Priya P Karpaga, Pathak Vineet Kumar, Giri Anjan Kumar
Community & Family Medicine, All India Institute of Medical Sciences , Raipur, India.
Hum Vaccin Immunother. 2020 Jul 2;16(7):1502-1507. doi: 10.1080/21645515.2019.1708164. Epub 2020 Feb 4.
Vaccination coverage in India has improved from 44% to 62%, an increase of 19% over a span of 10 y (2006-2016), the inequity continues among the vulnerable people belonging to tribal groups and migrant population. In order to leave no one behind strategy, their vaccination coverage, reasons for low coverage were analyzed from available literary sources through this review article. A systematic search for relevant articles was conducted and articles published in various journals over the past 5 y were included. The vaccine coverage among the vulnerable population ranged from 31% to 89% from various studies. It was found that parents' education status, income of the family and lack of awareness of the schedule were the most important reasons for vaccine hesitancy. Introduction of cash assistance integrated into other national program, digitalizing vaccination cards, involvement of local healers are few strategies suggested in this article.

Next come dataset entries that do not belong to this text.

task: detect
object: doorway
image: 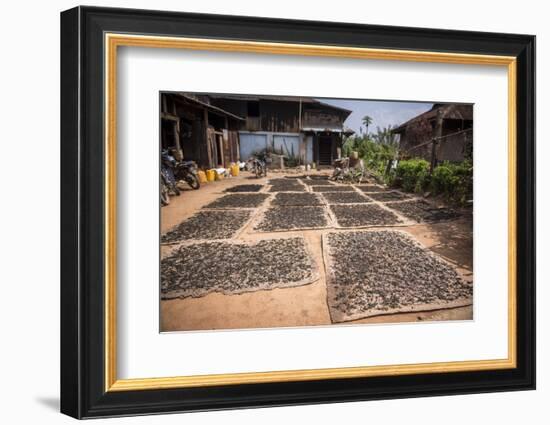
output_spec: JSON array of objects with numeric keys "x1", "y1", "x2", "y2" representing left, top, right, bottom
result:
[
  {"x1": 216, "y1": 134, "x2": 224, "y2": 167},
  {"x1": 318, "y1": 135, "x2": 332, "y2": 165}
]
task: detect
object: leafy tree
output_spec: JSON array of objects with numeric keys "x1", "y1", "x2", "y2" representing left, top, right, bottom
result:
[
  {"x1": 342, "y1": 133, "x2": 397, "y2": 180},
  {"x1": 362, "y1": 115, "x2": 373, "y2": 135},
  {"x1": 372, "y1": 125, "x2": 398, "y2": 147}
]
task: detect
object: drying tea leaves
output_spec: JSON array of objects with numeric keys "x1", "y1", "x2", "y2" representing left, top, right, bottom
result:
[
  {"x1": 300, "y1": 179, "x2": 334, "y2": 186},
  {"x1": 161, "y1": 210, "x2": 252, "y2": 243},
  {"x1": 325, "y1": 230, "x2": 472, "y2": 322},
  {"x1": 312, "y1": 185, "x2": 356, "y2": 192},
  {"x1": 272, "y1": 192, "x2": 323, "y2": 206},
  {"x1": 268, "y1": 179, "x2": 306, "y2": 192},
  {"x1": 322, "y1": 192, "x2": 370, "y2": 204},
  {"x1": 161, "y1": 238, "x2": 318, "y2": 299},
  {"x1": 355, "y1": 184, "x2": 385, "y2": 193},
  {"x1": 386, "y1": 199, "x2": 460, "y2": 223},
  {"x1": 224, "y1": 184, "x2": 263, "y2": 193},
  {"x1": 255, "y1": 206, "x2": 329, "y2": 231},
  {"x1": 330, "y1": 204, "x2": 402, "y2": 227},
  {"x1": 367, "y1": 191, "x2": 411, "y2": 202},
  {"x1": 204, "y1": 193, "x2": 269, "y2": 209}
]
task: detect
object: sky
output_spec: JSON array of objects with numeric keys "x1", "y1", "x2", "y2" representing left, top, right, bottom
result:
[{"x1": 317, "y1": 98, "x2": 433, "y2": 135}]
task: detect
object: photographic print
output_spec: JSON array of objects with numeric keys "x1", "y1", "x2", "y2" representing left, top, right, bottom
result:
[
  {"x1": 61, "y1": 8, "x2": 535, "y2": 417},
  {"x1": 159, "y1": 92, "x2": 474, "y2": 332}
]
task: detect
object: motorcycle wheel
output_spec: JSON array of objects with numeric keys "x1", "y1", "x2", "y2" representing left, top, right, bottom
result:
[
  {"x1": 186, "y1": 175, "x2": 201, "y2": 190},
  {"x1": 160, "y1": 187, "x2": 170, "y2": 206}
]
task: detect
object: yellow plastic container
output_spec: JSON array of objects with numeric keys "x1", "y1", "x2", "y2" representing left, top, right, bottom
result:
[
  {"x1": 197, "y1": 170, "x2": 208, "y2": 184},
  {"x1": 230, "y1": 164, "x2": 240, "y2": 177},
  {"x1": 206, "y1": 169, "x2": 216, "y2": 182},
  {"x1": 216, "y1": 171, "x2": 225, "y2": 180}
]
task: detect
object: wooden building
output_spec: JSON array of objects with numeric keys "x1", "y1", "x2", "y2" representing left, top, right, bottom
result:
[
  {"x1": 210, "y1": 95, "x2": 353, "y2": 166},
  {"x1": 160, "y1": 93, "x2": 354, "y2": 169},
  {"x1": 161, "y1": 93, "x2": 244, "y2": 169},
  {"x1": 393, "y1": 104, "x2": 473, "y2": 162}
]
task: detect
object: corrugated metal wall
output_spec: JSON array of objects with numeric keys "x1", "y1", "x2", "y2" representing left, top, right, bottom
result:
[
  {"x1": 272, "y1": 135, "x2": 300, "y2": 159},
  {"x1": 239, "y1": 133, "x2": 268, "y2": 160}
]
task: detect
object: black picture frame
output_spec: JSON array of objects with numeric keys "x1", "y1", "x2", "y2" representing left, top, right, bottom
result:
[{"x1": 61, "y1": 6, "x2": 535, "y2": 419}]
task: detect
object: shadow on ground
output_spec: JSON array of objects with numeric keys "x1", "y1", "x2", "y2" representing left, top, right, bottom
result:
[
  {"x1": 35, "y1": 396, "x2": 59, "y2": 411},
  {"x1": 426, "y1": 214, "x2": 473, "y2": 270}
]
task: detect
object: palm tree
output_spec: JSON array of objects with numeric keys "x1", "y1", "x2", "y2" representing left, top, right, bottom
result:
[{"x1": 362, "y1": 115, "x2": 373, "y2": 135}]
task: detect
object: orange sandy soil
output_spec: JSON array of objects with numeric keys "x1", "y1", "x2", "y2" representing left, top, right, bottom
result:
[{"x1": 160, "y1": 172, "x2": 473, "y2": 332}]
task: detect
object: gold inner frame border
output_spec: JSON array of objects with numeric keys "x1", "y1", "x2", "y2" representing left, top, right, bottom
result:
[{"x1": 104, "y1": 33, "x2": 517, "y2": 392}]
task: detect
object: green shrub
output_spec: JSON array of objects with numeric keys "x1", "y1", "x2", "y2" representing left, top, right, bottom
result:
[
  {"x1": 393, "y1": 159, "x2": 430, "y2": 192},
  {"x1": 414, "y1": 166, "x2": 431, "y2": 193},
  {"x1": 431, "y1": 163, "x2": 456, "y2": 193},
  {"x1": 390, "y1": 159, "x2": 472, "y2": 205},
  {"x1": 431, "y1": 160, "x2": 473, "y2": 204}
]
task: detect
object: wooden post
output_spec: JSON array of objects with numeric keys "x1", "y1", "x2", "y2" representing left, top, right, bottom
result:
[
  {"x1": 298, "y1": 98, "x2": 302, "y2": 130},
  {"x1": 203, "y1": 108, "x2": 212, "y2": 168},
  {"x1": 161, "y1": 93, "x2": 168, "y2": 113},
  {"x1": 431, "y1": 109, "x2": 444, "y2": 173},
  {"x1": 313, "y1": 133, "x2": 319, "y2": 166},
  {"x1": 223, "y1": 116, "x2": 230, "y2": 164},
  {"x1": 173, "y1": 121, "x2": 182, "y2": 161},
  {"x1": 429, "y1": 138, "x2": 437, "y2": 174}
]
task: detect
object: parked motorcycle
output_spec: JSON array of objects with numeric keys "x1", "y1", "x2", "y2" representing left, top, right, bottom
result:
[
  {"x1": 161, "y1": 150, "x2": 181, "y2": 196},
  {"x1": 248, "y1": 152, "x2": 268, "y2": 178},
  {"x1": 160, "y1": 172, "x2": 171, "y2": 206},
  {"x1": 175, "y1": 160, "x2": 201, "y2": 190}
]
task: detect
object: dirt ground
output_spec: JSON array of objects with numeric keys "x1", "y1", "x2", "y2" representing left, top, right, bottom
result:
[{"x1": 160, "y1": 172, "x2": 473, "y2": 332}]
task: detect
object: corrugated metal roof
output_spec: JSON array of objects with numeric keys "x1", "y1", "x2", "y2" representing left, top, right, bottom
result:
[
  {"x1": 208, "y1": 94, "x2": 352, "y2": 115},
  {"x1": 301, "y1": 127, "x2": 355, "y2": 135},
  {"x1": 209, "y1": 94, "x2": 318, "y2": 103},
  {"x1": 171, "y1": 93, "x2": 246, "y2": 121},
  {"x1": 314, "y1": 100, "x2": 352, "y2": 115}
]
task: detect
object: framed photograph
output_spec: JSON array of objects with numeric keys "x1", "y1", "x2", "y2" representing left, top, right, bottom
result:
[{"x1": 60, "y1": 6, "x2": 535, "y2": 419}]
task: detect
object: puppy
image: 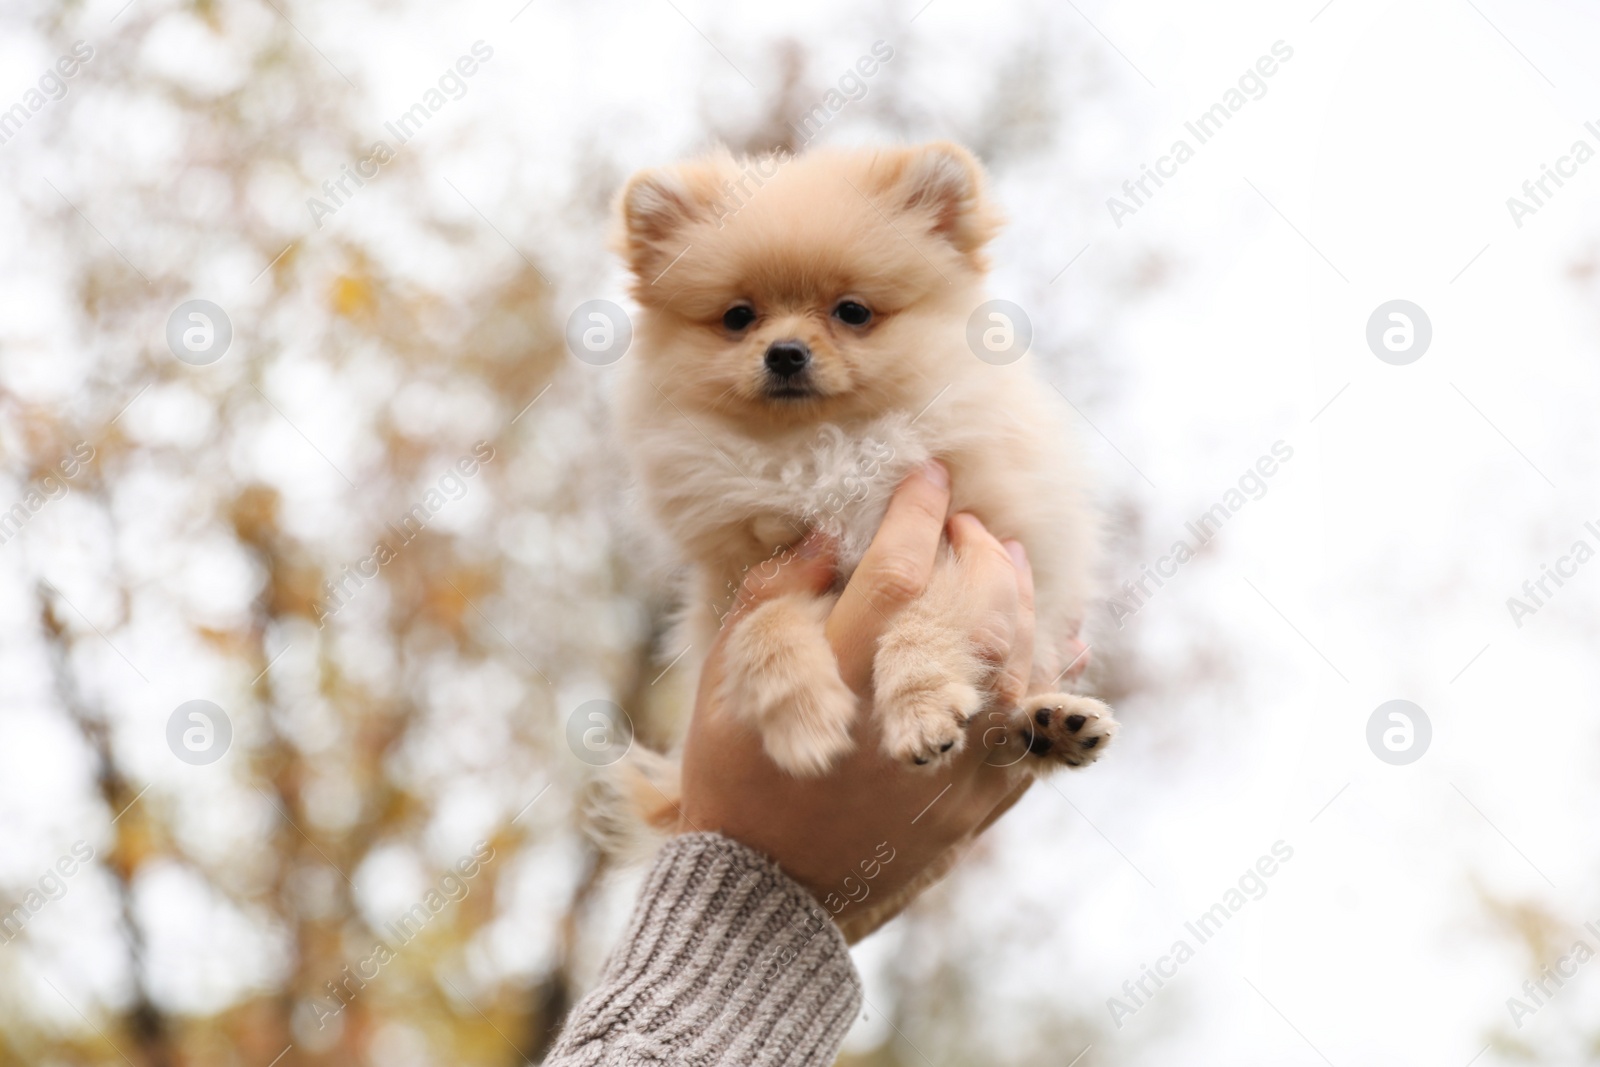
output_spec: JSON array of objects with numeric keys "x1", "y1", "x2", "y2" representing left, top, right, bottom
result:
[{"x1": 613, "y1": 141, "x2": 1116, "y2": 781}]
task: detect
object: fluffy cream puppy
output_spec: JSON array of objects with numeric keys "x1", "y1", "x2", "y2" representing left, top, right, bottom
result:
[{"x1": 614, "y1": 141, "x2": 1115, "y2": 779}]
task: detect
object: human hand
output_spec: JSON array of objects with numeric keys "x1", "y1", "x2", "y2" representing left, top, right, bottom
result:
[{"x1": 678, "y1": 461, "x2": 1040, "y2": 941}]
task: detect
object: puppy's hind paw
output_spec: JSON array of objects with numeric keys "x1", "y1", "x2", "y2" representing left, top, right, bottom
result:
[{"x1": 1014, "y1": 693, "x2": 1117, "y2": 769}]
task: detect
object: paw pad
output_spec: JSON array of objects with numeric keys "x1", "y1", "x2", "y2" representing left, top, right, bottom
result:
[{"x1": 1011, "y1": 694, "x2": 1117, "y2": 771}]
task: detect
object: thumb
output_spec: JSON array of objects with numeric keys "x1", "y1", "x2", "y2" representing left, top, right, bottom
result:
[{"x1": 719, "y1": 529, "x2": 838, "y2": 632}]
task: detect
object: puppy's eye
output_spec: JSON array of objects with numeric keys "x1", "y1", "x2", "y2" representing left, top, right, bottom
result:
[
  {"x1": 833, "y1": 300, "x2": 872, "y2": 326},
  {"x1": 723, "y1": 305, "x2": 756, "y2": 331}
]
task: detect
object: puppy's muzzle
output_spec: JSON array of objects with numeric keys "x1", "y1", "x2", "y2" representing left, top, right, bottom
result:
[{"x1": 763, "y1": 340, "x2": 811, "y2": 380}]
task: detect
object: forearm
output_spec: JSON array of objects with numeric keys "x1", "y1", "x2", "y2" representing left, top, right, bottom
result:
[{"x1": 543, "y1": 833, "x2": 862, "y2": 1067}]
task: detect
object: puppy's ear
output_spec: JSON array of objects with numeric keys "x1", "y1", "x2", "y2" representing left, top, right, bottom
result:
[
  {"x1": 613, "y1": 154, "x2": 730, "y2": 285},
  {"x1": 870, "y1": 141, "x2": 1002, "y2": 264}
]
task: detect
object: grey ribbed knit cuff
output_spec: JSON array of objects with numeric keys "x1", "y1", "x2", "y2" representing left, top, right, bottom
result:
[{"x1": 544, "y1": 833, "x2": 862, "y2": 1067}]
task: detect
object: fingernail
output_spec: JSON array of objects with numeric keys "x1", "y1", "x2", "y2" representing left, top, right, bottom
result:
[
  {"x1": 921, "y1": 459, "x2": 949, "y2": 488},
  {"x1": 1003, "y1": 539, "x2": 1028, "y2": 569}
]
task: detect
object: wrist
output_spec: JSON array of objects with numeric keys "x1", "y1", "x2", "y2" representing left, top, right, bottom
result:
[{"x1": 779, "y1": 839, "x2": 905, "y2": 940}]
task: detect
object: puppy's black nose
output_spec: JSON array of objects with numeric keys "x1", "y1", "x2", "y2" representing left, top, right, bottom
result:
[{"x1": 764, "y1": 341, "x2": 811, "y2": 378}]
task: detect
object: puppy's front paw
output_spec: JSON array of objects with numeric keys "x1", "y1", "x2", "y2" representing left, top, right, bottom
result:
[
  {"x1": 1014, "y1": 693, "x2": 1117, "y2": 768},
  {"x1": 757, "y1": 681, "x2": 858, "y2": 776},
  {"x1": 877, "y1": 679, "x2": 982, "y2": 769},
  {"x1": 721, "y1": 593, "x2": 857, "y2": 776}
]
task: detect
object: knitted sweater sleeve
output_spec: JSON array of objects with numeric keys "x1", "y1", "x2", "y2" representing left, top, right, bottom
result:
[{"x1": 542, "y1": 832, "x2": 863, "y2": 1067}]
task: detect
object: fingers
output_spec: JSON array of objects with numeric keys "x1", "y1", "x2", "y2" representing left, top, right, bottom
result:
[
  {"x1": 1058, "y1": 634, "x2": 1092, "y2": 681},
  {"x1": 946, "y1": 534, "x2": 1037, "y2": 837},
  {"x1": 847, "y1": 461, "x2": 951, "y2": 612},
  {"x1": 996, "y1": 540, "x2": 1036, "y2": 706},
  {"x1": 937, "y1": 515, "x2": 1033, "y2": 760},
  {"x1": 827, "y1": 461, "x2": 950, "y2": 687},
  {"x1": 946, "y1": 513, "x2": 1025, "y2": 695}
]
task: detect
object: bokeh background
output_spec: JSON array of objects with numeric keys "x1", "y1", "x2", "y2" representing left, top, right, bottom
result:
[{"x1": 3, "y1": 0, "x2": 1600, "y2": 1064}]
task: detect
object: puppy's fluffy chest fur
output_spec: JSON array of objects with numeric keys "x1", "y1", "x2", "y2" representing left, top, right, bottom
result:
[
  {"x1": 634, "y1": 409, "x2": 930, "y2": 580},
  {"x1": 624, "y1": 371, "x2": 1097, "y2": 651}
]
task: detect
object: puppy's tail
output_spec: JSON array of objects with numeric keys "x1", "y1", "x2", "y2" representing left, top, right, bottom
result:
[{"x1": 583, "y1": 746, "x2": 684, "y2": 864}]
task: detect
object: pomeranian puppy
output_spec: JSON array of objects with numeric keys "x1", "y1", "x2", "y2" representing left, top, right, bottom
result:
[{"x1": 613, "y1": 141, "x2": 1116, "y2": 781}]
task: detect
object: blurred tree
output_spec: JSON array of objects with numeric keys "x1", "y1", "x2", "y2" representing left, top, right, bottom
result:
[{"x1": 0, "y1": 1, "x2": 643, "y2": 1064}]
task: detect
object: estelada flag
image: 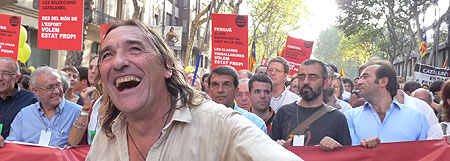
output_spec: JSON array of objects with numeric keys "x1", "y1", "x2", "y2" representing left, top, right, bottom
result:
[
  {"x1": 340, "y1": 66, "x2": 346, "y2": 77},
  {"x1": 443, "y1": 57, "x2": 448, "y2": 69},
  {"x1": 419, "y1": 35, "x2": 427, "y2": 57},
  {"x1": 249, "y1": 40, "x2": 256, "y2": 71},
  {"x1": 261, "y1": 55, "x2": 268, "y2": 66}
]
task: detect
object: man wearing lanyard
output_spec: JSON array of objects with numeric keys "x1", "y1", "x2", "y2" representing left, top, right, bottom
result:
[
  {"x1": 248, "y1": 73, "x2": 275, "y2": 132},
  {"x1": 267, "y1": 57, "x2": 300, "y2": 112},
  {"x1": 2, "y1": 66, "x2": 81, "y2": 147},
  {"x1": 0, "y1": 57, "x2": 38, "y2": 147}
]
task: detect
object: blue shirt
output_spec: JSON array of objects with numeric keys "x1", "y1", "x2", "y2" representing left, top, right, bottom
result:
[
  {"x1": 6, "y1": 98, "x2": 81, "y2": 147},
  {"x1": 0, "y1": 86, "x2": 38, "y2": 138},
  {"x1": 234, "y1": 103, "x2": 267, "y2": 133},
  {"x1": 345, "y1": 99, "x2": 429, "y2": 145}
]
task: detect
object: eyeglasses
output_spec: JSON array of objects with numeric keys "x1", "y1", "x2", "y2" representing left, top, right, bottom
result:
[
  {"x1": 298, "y1": 74, "x2": 323, "y2": 81},
  {"x1": 267, "y1": 68, "x2": 284, "y2": 74},
  {"x1": 35, "y1": 83, "x2": 62, "y2": 92},
  {"x1": 0, "y1": 71, "x2": 16, "y2": 78}
]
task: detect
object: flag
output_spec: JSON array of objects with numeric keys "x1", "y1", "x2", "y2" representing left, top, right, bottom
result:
[
  {"x1": 443, "y1": 57, "x2": 448, "y2": 69},
  {"x1": 261, "y1": 55, "x2": 268, "y2": 66},
  {"x1": 249, "y1": 40, "x2": 256, "y2": 71},
  {"x1": 419, "y1": 35, "x2": 427, "y2": 57},
  {"x1": 279, "y1": 46, "x2": 285, "y2": 57},
  {"x1": 340, "y1": 66, "x2": 346, "y2": 77}
]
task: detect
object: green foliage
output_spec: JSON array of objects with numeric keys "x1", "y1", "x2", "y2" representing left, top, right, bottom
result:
[{"x1": 248, "y1": 0, "x2": 309, "y2": 65}]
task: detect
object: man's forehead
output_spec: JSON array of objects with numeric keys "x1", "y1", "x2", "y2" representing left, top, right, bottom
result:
[
  {"x1": 298, "y1": 64, "x2": 321, "y2": 74},
  {"x1": 268, "y1": 62, "x2": 283, "y2": 68},
  {"x1": 361, "y1": 65, "x2": 379, "y2": 76}
]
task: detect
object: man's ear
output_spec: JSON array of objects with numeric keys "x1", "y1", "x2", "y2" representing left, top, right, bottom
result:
[
  {"x1": 378, "y1": 77, "x2": 389, "y2": 88},
  {"x1": 15, "y1": 74, "x2": 21, "y2": 82}
]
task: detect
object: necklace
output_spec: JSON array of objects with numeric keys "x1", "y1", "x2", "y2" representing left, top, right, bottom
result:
[{"x1": 127, "y1": 125, "x2": 146, "y2": 161}]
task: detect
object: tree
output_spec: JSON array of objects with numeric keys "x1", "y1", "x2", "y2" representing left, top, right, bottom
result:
[
  {"x1": 248, "y1": 0, "x2": 308, "y2": 64},
  {"x1": 183, "y1": 0, "x2": 230, "y2": 66},
  {"x1": 313, "y1": 26, "x2": 342, "y2": 62},
  {"x1": 336, "y1": 0, "x2": 434, "y2": 63}
]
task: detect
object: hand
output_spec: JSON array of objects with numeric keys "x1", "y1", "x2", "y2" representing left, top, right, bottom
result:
[
  {"x1": 443, "y1": 135, "x2": 450, "y2": 144},
  {"x1": 320, "y1": 136, "x2": 342, "y2": 151},
  {"x1": 80, "y1": 87, "x2": 96, "y2": 108},
  {"x1": 0, "y1": 135, "x2": 5, "y2": 148},
  {"x1": 360, "y1": 137, "x2": 380, "y2": 149},
  {"x1": 276, "y1": 138, "x2": 293, "y2": 147}
]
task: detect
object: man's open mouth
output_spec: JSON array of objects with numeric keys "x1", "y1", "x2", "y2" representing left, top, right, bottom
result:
[{"x1": 115, "y1": 76, "x2": 142, "y2": 91}]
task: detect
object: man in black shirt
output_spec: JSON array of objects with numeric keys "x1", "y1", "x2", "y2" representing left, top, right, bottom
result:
[{"x1": 269, "y1": 59, "x2": 351, "y2": 151}]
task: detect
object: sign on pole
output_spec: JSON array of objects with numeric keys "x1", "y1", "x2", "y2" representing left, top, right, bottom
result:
[
  {"x1": 0, "y1": 14, "x2": 21, "y2": 60},
  {"x1": 281, "y1": 36, "x2": 314, "y2": 76},
  {"x1": 211, "y1": 13, "x2": 248, "y2": 71},
  {"x1": 38, "y1": 0, "x2": 84, "y2": 51},
  {"x1": 414, "y1": 63, "x2": 450, "y2": 85}
]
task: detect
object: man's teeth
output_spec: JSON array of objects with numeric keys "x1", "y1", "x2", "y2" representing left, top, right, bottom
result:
[{"x1": 115, "y1": 76, "x2": 141, "y2": 87}]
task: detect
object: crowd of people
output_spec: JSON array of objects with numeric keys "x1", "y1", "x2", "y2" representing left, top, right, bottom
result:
[{"x1": 0, "y1": 19, "x2": 450, "y2": 160}]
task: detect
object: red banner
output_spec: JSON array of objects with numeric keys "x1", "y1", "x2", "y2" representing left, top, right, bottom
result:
[
  {"x1": 288, "y1": 139, "x2": 450, "y2": 161},
  {"x1": 0, "y1": 14, "x2": 21, "y2": 60},
  {"x1": 211, "y1": 13, "x2": 248, "y2": 71},
  {"x1": 100, "y1": 23, "x2": 112, "y2": 46},
  {"x1": 281, "y1": 36, "x2": 313, "y2": 76},
  {"x1": 0, "y1": 143, "x2": 89, "y2": 161},
  {"x1": 38, "y1": 0, "x2": 84, "y2": 51}
]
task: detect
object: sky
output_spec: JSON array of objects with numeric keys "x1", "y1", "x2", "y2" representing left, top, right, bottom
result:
[{"x1": 290, "y1": 0, "x2": 339, "y2": 42}]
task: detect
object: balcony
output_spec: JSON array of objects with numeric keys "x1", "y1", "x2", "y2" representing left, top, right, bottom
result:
[{"x1": 91, "y1": 10, "x2": 117, "y2": 25}]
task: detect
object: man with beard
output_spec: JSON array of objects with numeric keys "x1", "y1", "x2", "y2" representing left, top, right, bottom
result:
[{"x1": 269, "y1": 59, "x2": 351, "y2": 151}]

印度的疫苗接种覆盖率已从44%提高到62%,在10年(2006 - 2016年)期间增长了19%,但属于部落群体和流动人口的弱势群体之间的不平等现象仍在持续。为了实现不让任何人掉队的战略,通过这篇综述文章从现有文献资料中分析了他们的疫苗接种覆盖率及覆盖率低的原因。对相关文章进行了系统检索,并纳入了过去5年在各种期刊上发表的文章。不同研究表明,弱势群体中的疫苗接种覆盖率在31%至89%之间。研究发现,父母的教育程度、家庭收入以及对疫苗接种时间表缺乏了解是导致疫苗犹豫的最重要原因。本文提出了一些策略,如将现金援助纳入其他国家项目、疫苗接种卡数字化、让当地治疗师参与等。